Business meetings summarization

Since meetings are very important in companies, and time is even more important, it would be useful to have something that allows producing a reliable summary of the content of the meeting in the quickest way. We decided to use current NLP techniques to make this task possible.

We did the project according to the following steps:

  1. Defining the problem
  2. Choosing a database
  3. Initial data preparation
  4. Choosing a model
  5. Data pre-processing (unique for a model)
  6. Transfer learning
  7. Validation
  8. Conclusions

1. Defining the problem

What the model should do? What type of data will be fed into the model? What we want to achieve?

  • The model should produce a summary of given meeting transcript
  • We will fed the model with long text data
  • We want to make a fairy good summarizer by training the NLP model with custom data

2. Choosing the database

We find a strong candidate: AMI corpus - https://groups.inf.ed.ac.uk/ami/corpus/ To get from the corpus only full transcripts and summaries we use code from this repository: https://github.com/gcunhase/AMICorpusXML

3. Initial data preparation

The data had to be pre-prepared to make our later work easier. We had to extract the text files that were useful in our project from all the rest, found in the AMI corpus. For this purpose we used scripts based on os, shutil, str modules.

4. Choosing a model

At this stage we reviewed scientific literature and guidebooks that described a similar problem to ours to gather information on the techniques used and finally evaluated their applicability in the context of our project.

First model we choose was T5 from Transformers. You can see our struggles in the folder "xx". There is pre-processing of the data (to make it usable for this model) and the model training and evaluation itself.
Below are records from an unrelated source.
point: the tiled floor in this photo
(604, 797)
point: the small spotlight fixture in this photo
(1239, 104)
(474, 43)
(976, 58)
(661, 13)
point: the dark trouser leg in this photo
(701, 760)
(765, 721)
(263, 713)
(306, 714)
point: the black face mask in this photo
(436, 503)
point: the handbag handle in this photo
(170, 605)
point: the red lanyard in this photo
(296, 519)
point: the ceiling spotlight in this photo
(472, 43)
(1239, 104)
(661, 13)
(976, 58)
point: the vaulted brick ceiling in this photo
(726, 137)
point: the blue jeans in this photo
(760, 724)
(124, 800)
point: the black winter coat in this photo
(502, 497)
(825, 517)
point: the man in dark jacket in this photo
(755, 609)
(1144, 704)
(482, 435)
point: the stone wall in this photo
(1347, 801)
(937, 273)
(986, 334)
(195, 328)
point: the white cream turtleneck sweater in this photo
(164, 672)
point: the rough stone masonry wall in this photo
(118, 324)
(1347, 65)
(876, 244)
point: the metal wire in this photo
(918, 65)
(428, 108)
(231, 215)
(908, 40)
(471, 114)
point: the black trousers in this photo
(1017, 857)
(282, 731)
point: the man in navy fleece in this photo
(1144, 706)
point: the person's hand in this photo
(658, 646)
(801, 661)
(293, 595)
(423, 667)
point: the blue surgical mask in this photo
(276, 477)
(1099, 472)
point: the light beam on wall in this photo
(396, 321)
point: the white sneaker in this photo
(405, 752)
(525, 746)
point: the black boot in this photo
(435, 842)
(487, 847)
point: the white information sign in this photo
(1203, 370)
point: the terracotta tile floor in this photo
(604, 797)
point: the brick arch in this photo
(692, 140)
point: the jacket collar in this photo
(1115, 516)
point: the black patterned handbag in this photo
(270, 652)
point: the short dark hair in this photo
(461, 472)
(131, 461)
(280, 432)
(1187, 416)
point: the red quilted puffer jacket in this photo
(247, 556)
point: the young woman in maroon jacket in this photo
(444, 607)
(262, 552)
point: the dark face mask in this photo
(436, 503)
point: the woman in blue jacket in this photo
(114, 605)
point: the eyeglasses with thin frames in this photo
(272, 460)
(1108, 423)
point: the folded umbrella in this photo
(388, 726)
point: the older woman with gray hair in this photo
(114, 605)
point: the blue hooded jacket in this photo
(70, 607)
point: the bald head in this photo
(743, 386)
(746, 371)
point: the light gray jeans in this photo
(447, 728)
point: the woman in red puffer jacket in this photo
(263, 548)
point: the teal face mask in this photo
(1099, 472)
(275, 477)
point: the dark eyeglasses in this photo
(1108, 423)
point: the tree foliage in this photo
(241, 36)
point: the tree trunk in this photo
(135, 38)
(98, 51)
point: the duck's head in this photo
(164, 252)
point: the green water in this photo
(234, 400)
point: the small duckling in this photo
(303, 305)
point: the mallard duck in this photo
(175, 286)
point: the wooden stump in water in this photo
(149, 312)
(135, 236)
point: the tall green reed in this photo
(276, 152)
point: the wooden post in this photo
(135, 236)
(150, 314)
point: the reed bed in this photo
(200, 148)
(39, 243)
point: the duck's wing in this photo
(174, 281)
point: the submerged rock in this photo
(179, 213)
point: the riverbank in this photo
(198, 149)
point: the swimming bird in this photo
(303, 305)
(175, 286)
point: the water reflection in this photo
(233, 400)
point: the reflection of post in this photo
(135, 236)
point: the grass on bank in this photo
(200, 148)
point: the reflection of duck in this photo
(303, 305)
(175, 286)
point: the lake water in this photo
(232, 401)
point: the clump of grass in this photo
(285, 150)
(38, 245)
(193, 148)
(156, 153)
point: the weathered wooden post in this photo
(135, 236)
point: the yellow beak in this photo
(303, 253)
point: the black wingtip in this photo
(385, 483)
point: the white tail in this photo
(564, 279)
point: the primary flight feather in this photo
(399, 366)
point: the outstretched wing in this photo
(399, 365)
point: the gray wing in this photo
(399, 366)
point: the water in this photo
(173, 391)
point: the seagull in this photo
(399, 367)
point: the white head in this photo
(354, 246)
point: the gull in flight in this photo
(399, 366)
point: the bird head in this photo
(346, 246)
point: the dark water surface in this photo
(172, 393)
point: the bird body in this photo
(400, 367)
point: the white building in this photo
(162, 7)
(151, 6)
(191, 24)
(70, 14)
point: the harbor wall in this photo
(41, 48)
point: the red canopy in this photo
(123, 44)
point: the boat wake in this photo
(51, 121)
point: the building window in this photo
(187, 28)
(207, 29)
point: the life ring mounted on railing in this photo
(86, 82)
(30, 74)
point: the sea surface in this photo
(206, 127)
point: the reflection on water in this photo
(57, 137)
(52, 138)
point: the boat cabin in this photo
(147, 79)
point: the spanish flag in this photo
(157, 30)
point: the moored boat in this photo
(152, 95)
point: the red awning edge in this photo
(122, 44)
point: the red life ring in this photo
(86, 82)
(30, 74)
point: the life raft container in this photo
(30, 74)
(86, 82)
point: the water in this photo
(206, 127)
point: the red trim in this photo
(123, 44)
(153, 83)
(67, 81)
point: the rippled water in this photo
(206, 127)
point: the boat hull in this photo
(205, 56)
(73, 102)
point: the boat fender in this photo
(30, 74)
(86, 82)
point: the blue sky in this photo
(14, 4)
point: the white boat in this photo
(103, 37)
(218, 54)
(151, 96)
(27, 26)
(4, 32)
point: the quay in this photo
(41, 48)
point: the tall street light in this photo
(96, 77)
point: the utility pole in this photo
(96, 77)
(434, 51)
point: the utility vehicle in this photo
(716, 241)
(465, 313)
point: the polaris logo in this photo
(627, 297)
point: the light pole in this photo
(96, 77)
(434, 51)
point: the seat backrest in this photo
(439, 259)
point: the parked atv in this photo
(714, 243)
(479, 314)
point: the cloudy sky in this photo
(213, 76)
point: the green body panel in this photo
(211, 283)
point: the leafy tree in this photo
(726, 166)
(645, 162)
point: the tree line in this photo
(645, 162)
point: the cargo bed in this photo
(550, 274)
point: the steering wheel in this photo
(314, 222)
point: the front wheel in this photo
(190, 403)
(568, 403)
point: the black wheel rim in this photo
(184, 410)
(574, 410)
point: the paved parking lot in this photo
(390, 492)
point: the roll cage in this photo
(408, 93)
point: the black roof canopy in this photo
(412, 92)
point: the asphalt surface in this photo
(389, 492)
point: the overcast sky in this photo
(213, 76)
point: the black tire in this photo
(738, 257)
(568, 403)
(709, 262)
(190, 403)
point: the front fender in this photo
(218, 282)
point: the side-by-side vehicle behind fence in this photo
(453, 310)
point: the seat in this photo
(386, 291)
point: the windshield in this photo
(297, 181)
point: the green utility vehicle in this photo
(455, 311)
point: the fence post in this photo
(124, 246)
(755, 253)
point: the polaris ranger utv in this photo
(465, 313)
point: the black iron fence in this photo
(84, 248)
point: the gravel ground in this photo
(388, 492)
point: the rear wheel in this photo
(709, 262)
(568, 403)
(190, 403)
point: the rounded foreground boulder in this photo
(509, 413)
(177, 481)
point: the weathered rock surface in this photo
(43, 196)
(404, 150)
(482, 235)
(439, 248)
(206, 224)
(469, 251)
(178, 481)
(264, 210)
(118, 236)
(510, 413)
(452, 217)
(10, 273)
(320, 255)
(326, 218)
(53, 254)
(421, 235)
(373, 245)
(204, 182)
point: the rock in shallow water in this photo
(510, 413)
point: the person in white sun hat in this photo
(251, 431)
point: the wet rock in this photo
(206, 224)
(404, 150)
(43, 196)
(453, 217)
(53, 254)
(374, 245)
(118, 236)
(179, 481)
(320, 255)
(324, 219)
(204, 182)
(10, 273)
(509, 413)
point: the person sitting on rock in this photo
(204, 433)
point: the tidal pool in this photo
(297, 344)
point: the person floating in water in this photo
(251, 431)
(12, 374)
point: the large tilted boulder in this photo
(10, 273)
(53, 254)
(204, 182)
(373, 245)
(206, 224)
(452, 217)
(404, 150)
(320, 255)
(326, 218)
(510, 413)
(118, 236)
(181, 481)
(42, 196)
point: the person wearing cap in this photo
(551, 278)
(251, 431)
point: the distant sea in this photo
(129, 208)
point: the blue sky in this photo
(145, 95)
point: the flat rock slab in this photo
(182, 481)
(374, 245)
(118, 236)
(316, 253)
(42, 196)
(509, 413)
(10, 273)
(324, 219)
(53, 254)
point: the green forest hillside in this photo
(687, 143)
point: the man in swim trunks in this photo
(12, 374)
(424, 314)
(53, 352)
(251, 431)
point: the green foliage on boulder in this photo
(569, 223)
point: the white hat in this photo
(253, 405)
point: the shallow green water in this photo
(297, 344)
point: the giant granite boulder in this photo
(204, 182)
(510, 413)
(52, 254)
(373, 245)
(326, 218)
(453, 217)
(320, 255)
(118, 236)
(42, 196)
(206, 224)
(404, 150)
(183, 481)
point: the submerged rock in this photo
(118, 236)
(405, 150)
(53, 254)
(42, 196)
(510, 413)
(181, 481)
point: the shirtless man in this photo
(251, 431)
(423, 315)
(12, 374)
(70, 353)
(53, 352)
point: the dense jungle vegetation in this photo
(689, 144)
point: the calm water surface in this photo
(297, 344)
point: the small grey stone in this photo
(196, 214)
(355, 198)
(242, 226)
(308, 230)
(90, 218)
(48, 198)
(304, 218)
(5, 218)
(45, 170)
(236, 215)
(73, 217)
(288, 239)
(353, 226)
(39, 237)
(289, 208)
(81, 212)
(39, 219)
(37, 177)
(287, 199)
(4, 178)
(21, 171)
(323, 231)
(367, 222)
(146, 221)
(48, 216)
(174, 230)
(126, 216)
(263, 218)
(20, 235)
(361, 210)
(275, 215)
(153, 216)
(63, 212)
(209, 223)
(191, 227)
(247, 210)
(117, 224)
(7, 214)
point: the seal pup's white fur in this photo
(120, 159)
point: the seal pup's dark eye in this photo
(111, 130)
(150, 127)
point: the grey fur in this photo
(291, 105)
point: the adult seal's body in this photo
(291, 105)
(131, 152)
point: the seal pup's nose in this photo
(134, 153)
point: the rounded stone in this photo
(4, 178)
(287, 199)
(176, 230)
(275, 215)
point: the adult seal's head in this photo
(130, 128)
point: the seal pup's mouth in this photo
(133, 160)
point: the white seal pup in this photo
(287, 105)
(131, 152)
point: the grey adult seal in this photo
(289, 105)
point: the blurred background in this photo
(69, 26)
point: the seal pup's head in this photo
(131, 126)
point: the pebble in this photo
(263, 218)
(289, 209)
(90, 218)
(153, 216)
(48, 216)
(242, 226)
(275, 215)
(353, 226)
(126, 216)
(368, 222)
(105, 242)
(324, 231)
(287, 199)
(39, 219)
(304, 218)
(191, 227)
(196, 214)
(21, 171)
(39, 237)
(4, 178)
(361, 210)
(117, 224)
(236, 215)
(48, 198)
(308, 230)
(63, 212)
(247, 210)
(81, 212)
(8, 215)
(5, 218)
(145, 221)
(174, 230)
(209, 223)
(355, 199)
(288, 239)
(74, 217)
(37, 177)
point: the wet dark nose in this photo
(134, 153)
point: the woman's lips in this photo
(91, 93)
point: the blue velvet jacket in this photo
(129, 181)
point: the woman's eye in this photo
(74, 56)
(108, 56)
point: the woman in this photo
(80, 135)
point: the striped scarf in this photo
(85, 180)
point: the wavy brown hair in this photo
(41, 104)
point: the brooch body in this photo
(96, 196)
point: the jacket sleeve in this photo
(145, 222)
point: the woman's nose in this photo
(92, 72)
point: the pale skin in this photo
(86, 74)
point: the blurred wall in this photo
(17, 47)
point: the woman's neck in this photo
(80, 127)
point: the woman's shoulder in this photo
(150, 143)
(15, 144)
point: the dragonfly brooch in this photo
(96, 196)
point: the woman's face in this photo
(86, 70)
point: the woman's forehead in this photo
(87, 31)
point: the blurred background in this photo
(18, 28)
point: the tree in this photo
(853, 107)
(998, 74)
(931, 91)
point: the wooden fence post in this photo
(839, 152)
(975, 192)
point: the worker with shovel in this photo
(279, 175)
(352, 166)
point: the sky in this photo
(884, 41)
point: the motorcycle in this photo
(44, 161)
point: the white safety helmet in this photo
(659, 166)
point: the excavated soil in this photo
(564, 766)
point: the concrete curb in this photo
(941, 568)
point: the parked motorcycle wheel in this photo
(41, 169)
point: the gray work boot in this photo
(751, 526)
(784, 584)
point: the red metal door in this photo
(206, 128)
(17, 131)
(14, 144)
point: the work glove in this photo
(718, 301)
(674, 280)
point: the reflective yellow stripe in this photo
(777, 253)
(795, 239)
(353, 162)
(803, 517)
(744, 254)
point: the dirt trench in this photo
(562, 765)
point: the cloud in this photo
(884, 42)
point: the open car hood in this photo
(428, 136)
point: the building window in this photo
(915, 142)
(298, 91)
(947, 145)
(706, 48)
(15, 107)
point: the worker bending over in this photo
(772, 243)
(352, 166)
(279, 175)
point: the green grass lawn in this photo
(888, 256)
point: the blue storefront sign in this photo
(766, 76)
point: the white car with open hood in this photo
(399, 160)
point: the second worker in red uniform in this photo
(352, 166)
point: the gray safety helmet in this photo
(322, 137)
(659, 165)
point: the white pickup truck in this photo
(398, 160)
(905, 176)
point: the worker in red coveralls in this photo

We decided not to choose this model

That's because it only accepted up to 512 tokens as input, while our transcripts had up to 10000. There are solutions to this problem, but they have a drawbacks:

  • Truncation of the document, which is commonly used for classification - we do more complex task: summarization, and we will loss a lot of data by doing it this way.
  • Splitting the document into fragments of 512 tokens (they can overlap), processing each fragment separately, and then combining the activations using a sophisticated model.
  • Using a two-stage model, where the first stage searches for the relevant fragment, which is passed to the second stage for answer extraction - sadly, cascade errors often occur with this solution.

OUR SOLUTION: Unlike the above approaches, the Longformer allows processing long sequences without truncating or splitting them into fragments, allowing a much simpler approach of concatenating the available context and processing it in a single pass ✔

5. Data pre-processing

You can see our noteboks with data pre-processing inside T5 and Longformer folders respectively.

6. Transfer learning

Our notebooks with fitting the model to the AMI data you will find in the folders.

At this stage, we encountered a new problem: ⏰ While training the Longformer, which is a large model, we encountered a technological problem. To train this model on the least demanding settings, at least 24 GB of memory was required on the graphics card. Unfortunately, the free version of Google Colab only provided half of this value. Neither of us had such a powerful graphics card, so we were forced to train the model on the CPU, with an additional 32 GB of RAM. However, training on the CPU took much longer than on the GPU. One epoch alone took almost an hour.

OUR APPROACH: In order to speed up model training and allow evaluation at the end of the epoch, which would have included calculating Rouge Score values and generating a graph, we decided to dispense with this part of the process. On our available computing resources, calculating the Rouge Score for just 29 examples would have taken another hour. Therefore, we decided to skip this step to save time and continue training the model.

7. Validation

With our human eye, we judged the correctness of the summary.

A document with a comparison of the summaries produced by the Longformer as well as the T5 model after a different number of epochs can be found in the repository.

8. Conclusions

  • Longformer surpasses the T5 model in generating better summaries of long documents. By taking into account long word relationships, Longformer is able to better understand and reflect the content of the original text in the summary.
  • Experimenting with Longformer's hyperparameters, such as longer training, changing the batch size, etc., can lead to improved summaries. You may find that adjusting these parameters for specific data leads to better summary results.
  • The BigBird model, like Longformer, is another model capable of processing long documents. A comparison between Longformer and BigBird can provide valuable information on the performance and quality of the summaries generated by these models.

In conclusion, Longformer offers a better ability to generate summaries of long documents than the T5 model. Comparing it with the BigBird model and experimenting with Longformer's hyperparameters can bring additional benefits in terms of the quality of generated summaries.